This guide will cover how to run Kafka Connect in standalone mode on
your server in AWS using the hosted Kafka Cluster at Cloudkarafka.
You need a server running Ubuntu in your AWS account that you can access with
ssh. To run Kafka Connect without memory issues the server needs to have at
least 2Gb of memory.
Create the Kafka cluster at cloudkarafka.com, make sure to select a subnet that doesn’t conflict with the subnet that your machines (in you account) is using.
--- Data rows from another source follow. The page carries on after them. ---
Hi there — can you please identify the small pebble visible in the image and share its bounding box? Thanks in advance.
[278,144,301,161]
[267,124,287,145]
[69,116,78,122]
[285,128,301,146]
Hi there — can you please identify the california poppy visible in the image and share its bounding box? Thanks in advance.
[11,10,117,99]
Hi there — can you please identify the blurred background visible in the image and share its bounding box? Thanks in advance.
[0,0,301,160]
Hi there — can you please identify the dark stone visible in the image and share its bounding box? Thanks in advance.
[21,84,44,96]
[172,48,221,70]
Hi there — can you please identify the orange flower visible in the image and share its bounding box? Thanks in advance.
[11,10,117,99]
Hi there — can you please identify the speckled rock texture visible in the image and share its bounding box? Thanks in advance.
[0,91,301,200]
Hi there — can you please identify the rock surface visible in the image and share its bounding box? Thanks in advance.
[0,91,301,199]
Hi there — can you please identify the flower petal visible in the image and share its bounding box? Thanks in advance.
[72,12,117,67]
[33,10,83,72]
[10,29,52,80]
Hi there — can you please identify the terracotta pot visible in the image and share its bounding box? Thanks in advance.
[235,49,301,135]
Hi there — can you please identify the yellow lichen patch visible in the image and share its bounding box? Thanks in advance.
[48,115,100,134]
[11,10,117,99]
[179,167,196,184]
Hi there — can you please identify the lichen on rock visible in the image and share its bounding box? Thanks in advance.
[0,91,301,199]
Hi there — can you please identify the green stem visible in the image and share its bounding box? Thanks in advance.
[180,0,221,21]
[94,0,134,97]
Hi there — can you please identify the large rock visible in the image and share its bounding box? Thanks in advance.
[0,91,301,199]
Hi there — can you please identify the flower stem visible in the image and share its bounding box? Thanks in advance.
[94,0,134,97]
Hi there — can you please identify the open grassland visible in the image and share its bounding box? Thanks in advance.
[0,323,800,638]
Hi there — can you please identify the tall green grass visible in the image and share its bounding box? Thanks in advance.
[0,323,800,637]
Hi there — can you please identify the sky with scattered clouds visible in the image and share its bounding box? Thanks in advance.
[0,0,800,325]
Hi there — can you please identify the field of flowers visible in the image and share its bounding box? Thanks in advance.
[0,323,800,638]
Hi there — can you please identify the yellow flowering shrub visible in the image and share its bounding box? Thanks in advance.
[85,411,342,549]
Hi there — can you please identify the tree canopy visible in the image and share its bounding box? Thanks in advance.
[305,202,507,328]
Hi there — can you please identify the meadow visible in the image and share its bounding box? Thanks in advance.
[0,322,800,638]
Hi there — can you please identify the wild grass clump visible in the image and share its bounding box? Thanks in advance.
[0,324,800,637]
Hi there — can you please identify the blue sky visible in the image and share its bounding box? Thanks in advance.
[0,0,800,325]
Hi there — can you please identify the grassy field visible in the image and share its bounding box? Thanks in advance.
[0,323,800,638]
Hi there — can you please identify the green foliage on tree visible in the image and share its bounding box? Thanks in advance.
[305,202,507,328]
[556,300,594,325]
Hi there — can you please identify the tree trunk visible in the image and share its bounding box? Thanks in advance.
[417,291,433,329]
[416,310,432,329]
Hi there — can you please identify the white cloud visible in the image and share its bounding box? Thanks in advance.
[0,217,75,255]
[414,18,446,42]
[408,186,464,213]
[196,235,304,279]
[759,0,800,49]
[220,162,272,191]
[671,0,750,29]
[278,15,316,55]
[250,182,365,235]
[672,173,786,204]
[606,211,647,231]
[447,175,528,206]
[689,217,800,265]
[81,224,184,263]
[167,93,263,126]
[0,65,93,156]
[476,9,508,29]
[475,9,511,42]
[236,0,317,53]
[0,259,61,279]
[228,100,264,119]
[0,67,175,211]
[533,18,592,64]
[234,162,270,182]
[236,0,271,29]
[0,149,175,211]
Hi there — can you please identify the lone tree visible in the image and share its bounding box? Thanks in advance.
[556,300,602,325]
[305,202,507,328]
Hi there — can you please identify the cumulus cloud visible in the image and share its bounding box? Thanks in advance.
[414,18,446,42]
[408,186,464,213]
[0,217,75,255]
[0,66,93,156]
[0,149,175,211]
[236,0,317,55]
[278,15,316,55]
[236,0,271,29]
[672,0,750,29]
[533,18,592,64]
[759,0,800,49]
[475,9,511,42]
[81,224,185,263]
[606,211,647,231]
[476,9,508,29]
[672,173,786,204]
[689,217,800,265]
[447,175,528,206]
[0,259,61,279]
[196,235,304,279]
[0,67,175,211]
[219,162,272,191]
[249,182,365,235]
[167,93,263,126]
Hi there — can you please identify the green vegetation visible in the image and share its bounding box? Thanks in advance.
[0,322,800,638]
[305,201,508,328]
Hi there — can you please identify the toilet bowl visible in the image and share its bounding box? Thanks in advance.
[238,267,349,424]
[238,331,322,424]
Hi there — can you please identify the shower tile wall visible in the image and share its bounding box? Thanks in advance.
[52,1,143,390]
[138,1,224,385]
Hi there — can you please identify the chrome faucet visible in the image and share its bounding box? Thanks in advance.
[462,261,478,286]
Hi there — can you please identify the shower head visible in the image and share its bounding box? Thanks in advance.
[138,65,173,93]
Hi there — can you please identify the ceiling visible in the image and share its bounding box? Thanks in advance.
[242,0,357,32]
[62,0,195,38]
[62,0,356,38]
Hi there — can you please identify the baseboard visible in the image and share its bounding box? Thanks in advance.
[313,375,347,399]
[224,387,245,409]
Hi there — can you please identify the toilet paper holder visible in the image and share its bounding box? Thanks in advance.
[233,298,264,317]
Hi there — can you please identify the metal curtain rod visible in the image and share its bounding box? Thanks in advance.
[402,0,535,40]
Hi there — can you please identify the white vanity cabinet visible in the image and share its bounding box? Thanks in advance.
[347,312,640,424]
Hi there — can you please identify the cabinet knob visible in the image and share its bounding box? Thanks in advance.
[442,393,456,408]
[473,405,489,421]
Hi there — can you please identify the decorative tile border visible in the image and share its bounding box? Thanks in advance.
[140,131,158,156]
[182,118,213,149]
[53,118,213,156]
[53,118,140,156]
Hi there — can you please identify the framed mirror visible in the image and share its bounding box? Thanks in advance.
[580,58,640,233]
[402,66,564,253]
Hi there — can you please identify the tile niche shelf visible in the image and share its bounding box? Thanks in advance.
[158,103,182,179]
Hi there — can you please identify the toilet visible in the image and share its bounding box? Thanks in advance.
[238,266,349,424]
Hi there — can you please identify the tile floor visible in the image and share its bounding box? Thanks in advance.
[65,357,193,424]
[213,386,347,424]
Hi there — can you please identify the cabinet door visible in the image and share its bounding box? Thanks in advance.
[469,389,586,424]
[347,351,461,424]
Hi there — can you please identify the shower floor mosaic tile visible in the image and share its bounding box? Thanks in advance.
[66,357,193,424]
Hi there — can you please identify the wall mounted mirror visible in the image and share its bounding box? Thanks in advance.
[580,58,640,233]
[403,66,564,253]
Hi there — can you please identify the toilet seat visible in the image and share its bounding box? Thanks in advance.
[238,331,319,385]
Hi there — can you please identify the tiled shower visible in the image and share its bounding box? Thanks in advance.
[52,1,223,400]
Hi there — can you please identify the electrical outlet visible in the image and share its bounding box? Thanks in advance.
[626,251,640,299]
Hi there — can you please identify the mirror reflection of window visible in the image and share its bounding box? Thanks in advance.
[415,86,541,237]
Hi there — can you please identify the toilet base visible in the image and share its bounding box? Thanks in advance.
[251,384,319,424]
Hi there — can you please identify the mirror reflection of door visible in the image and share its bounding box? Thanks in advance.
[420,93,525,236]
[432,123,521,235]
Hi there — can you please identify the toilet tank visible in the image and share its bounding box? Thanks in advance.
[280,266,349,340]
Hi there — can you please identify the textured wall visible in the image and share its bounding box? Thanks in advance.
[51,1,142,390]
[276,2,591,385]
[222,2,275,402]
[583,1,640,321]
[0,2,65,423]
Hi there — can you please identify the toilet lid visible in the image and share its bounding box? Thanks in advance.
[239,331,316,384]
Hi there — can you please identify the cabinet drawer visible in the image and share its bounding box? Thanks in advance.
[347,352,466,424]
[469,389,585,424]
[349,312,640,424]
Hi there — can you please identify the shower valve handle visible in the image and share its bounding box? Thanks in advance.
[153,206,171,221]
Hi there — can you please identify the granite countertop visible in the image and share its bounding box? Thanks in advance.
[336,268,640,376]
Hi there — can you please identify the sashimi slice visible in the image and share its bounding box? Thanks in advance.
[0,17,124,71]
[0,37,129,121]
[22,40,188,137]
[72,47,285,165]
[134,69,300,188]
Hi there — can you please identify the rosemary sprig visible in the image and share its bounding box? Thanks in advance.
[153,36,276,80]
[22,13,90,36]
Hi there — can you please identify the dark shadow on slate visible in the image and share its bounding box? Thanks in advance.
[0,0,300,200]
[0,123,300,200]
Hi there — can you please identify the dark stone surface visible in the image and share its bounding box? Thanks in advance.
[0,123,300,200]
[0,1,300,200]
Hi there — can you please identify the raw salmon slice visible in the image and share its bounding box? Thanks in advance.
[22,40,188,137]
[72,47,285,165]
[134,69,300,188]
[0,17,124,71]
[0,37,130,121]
See this Guide on how to set up VPC Peering connections Guide: VPC Peering
Kafka Connect is available both from the Apache Kafka package or from
Confluent Platform download, for this guide we will use the Apache Kafka
package, but it should be quite similar setup if you choose to use
Confluent Platform.
Below is a link to where you can download Apache Kafka version 2.5.1,
this is the latest version when writing this but there might be newer
versions available. Choose the version that you want
https://www.apache.org/dyn/closer.cgi?path=/kafka/2.5.1/kafka_2.13-2.5.1.tgz
Download the tarball and extract into /opt
tar -xzvf kafka_2.13-2.5.1.tgz -C /opt
# /opt/kafka_2.13-2.5.1/config/connect-standalone.properties
bootstrap.servers=10.56.72.161:9092,10.56.72.51:9092,10.56.72.225:9092
key.converter=org.apache.kafka.connect.json.JsonConverter
value.converter=org.apache.kafka.connect.json.JsonConverter
offset.storage.file.filename=/opt/connect.offsets
You have now configured Kafka Connect but we have yet to configured any workers to actually move any data. Kafka Connect has several workers to help you move data around, for this guide we will only configure two but it should be enough for you to get going and configure the others.
This just prints everything coming into a topic to standard out so you can see what’s happening.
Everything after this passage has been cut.